April Falcon Doss
April Falcon Doss is an American attorney, intelligence expert, and author who has built a distinguished career at the intersection of law, national security, and technology policy. She served for a decade as the Senior Associate General Counsel for Intelligence Law at the National Security Agency, where she worked on some of the most complex legal questions surrounding surveillance, cybersecurity, and the use of intelligence in a democratic society governed by law. She later served as the Staff Director and Chief Counsel of the Senate Select Committee on Intelligence’s investigation into Russian interference in the 2016 U.S. presidential election.
Her book Cyber Privacy: Who Has Your Data and Why You Should Care (2020) brought her expertise in intelligence law and technology policy to a general audience. The book provides a comprehensive and accessible examination of how personal data is collected, aggregated, used, and sometimes misused by governments, corporations, and other actors in the digital economy. Drawing on her legal background and intelligence community experience, Doss explains the technical landscape of data collection while making a compelling argument for why citizens need to understand and engage with questions of data privacy, governance, and rights.

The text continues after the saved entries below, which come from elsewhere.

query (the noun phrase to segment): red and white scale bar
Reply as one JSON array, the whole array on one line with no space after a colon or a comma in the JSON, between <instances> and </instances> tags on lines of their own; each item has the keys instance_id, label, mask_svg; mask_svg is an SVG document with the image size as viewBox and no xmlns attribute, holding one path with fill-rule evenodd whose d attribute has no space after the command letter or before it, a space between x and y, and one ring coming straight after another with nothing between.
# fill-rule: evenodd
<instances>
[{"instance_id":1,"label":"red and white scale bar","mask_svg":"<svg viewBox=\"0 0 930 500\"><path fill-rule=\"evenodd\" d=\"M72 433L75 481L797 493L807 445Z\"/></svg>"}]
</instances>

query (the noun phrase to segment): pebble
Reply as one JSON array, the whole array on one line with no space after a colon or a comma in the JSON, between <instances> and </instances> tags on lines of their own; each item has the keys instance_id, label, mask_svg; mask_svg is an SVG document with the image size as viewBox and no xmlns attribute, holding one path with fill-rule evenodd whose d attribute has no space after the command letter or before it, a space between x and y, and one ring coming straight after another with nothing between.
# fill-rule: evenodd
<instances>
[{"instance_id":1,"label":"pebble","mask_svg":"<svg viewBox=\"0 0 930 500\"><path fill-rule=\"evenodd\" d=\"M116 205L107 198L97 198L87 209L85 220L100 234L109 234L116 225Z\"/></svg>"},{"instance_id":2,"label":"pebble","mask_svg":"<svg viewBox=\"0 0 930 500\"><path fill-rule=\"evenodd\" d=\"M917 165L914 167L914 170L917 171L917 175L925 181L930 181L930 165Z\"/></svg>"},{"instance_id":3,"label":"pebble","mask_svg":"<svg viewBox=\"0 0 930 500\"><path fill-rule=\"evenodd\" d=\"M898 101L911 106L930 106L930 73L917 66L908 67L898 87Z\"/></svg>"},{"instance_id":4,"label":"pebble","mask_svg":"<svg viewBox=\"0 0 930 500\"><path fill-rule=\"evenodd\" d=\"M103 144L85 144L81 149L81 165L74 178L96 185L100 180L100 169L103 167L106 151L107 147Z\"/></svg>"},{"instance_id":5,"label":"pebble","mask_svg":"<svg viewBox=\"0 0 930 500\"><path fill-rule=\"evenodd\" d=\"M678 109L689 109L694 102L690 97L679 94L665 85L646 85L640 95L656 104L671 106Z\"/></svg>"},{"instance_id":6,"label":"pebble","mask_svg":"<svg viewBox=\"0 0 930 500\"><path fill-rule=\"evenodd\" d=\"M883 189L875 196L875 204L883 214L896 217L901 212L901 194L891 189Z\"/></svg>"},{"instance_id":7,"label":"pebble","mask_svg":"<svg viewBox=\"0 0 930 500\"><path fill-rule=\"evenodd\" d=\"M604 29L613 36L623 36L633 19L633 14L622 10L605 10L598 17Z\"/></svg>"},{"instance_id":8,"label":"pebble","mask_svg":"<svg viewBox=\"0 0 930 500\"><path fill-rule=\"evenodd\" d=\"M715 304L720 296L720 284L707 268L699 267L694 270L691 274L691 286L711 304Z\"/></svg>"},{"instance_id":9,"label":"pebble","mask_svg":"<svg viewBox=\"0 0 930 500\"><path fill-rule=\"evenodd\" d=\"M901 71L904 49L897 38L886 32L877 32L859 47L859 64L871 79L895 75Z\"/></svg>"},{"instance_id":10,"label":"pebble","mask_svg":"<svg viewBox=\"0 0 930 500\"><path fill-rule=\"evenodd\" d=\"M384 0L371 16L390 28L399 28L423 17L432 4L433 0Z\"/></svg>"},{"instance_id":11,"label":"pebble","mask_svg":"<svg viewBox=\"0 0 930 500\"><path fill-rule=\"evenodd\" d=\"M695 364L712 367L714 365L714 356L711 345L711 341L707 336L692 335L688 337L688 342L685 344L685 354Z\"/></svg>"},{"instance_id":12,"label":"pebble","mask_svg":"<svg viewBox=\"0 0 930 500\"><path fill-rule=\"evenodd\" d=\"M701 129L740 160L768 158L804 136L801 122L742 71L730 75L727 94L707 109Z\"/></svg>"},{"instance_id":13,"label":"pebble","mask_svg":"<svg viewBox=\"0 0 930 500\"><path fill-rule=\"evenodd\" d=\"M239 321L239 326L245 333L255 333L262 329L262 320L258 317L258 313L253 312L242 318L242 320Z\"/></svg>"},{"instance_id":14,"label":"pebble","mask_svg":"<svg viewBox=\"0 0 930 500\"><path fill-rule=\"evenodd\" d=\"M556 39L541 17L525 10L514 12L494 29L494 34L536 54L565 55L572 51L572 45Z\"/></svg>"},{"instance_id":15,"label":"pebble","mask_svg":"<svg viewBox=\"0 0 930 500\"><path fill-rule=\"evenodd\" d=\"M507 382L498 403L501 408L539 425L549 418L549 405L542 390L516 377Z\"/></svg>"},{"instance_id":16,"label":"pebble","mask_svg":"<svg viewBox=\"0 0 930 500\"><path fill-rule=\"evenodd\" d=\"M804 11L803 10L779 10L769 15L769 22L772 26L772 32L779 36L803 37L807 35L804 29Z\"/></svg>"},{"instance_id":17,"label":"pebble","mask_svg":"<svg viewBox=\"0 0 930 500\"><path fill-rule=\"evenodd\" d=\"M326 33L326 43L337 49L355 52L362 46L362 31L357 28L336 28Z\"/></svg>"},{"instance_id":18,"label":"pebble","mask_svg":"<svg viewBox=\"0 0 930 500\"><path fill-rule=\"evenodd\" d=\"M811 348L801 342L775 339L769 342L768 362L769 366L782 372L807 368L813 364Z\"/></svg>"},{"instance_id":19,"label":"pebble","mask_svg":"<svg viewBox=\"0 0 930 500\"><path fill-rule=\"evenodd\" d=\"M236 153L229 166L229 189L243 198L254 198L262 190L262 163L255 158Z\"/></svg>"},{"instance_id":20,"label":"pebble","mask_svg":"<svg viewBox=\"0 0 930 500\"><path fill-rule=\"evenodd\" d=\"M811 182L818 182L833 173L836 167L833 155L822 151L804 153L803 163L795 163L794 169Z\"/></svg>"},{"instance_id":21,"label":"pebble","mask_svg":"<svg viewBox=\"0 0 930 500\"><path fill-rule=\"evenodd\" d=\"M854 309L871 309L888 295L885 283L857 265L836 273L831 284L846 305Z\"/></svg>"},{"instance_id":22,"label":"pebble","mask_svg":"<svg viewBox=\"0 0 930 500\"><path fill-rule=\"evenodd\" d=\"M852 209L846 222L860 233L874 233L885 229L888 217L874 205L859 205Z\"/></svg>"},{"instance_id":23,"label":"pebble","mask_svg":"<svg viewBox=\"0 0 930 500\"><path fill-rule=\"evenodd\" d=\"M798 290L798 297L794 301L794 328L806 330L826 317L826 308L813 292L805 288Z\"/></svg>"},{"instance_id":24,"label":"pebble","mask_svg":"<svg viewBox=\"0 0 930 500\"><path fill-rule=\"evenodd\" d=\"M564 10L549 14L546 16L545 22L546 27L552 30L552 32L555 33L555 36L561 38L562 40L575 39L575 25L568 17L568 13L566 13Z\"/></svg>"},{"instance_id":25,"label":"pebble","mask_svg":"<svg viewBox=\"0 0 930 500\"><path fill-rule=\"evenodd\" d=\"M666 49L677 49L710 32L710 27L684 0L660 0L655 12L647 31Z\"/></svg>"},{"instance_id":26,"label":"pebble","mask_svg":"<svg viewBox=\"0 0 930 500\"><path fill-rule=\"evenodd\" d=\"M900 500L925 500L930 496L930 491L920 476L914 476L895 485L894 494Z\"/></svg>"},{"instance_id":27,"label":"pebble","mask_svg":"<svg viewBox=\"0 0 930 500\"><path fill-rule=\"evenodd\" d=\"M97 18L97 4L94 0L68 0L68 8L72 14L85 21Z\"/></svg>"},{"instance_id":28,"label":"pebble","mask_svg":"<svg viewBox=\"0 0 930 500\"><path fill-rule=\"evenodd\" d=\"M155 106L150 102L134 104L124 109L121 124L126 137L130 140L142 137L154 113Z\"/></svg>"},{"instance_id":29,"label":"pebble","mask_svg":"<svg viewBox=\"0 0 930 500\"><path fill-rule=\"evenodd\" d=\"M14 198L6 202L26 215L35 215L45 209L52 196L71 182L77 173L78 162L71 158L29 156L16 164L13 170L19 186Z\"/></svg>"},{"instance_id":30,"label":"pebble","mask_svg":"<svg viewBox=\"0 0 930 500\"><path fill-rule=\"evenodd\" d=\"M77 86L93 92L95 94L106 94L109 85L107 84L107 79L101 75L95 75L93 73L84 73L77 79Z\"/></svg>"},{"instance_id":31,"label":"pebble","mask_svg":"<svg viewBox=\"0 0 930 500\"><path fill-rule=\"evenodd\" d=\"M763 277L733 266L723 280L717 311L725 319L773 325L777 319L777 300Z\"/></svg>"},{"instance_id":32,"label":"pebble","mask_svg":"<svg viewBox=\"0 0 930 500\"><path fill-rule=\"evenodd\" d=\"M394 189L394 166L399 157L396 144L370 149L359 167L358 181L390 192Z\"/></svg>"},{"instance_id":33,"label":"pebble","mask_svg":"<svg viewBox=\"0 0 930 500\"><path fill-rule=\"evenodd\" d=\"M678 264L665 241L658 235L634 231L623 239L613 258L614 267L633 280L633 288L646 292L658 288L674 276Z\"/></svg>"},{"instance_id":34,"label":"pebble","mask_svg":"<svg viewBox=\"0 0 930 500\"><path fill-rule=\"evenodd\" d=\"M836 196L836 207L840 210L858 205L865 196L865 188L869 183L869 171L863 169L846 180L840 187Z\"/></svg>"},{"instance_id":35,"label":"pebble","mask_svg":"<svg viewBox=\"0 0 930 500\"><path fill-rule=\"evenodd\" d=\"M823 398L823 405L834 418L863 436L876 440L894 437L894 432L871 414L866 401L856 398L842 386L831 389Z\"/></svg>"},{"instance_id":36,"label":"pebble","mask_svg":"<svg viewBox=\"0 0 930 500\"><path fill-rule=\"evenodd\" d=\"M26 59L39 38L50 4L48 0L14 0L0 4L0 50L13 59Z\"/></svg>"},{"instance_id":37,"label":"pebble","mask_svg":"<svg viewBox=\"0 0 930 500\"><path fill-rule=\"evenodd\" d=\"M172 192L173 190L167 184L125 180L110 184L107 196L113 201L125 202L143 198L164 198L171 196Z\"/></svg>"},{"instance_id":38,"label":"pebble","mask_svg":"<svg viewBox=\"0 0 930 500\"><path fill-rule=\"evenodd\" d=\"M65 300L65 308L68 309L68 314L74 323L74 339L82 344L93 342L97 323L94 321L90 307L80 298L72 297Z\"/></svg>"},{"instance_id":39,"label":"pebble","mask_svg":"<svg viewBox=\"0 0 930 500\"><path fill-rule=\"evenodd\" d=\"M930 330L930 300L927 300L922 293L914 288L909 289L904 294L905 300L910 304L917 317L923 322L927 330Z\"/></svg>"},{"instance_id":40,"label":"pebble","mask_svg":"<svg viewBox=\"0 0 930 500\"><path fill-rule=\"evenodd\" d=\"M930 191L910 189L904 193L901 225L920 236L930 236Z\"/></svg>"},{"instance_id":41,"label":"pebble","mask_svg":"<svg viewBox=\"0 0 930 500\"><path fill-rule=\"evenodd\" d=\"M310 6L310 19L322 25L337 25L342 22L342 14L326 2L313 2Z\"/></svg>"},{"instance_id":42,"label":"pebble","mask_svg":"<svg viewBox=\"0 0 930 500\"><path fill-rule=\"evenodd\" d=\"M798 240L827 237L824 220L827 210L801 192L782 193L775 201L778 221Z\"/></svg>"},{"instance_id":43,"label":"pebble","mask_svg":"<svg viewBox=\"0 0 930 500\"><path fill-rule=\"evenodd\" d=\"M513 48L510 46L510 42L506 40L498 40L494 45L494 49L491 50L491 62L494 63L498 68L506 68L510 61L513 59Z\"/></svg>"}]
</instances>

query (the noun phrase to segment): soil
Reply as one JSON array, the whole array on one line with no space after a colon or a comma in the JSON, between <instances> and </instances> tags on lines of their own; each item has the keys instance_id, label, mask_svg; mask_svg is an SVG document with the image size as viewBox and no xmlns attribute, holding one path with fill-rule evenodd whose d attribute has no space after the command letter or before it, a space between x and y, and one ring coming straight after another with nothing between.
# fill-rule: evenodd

The book was praised for its clarity and its ability to navigate highly technical material without becoming either simplistic or impenetrable. It arrived at a moment of intense public debate about the role of technology companies and government surveillance in democratic societies, and it provided readers with a substantive foundation for engaging those debates as informed citizens.
Doss has testified before Congress, spoken at major policy forums, and contributed to public debate on cybersecurity, privacy law, and intelligence oversight. Her career represents a model of the lawyer-as-public-educator, using specialized expertise to empower citizens and policymakers to engage with questions of pressing democratic importance.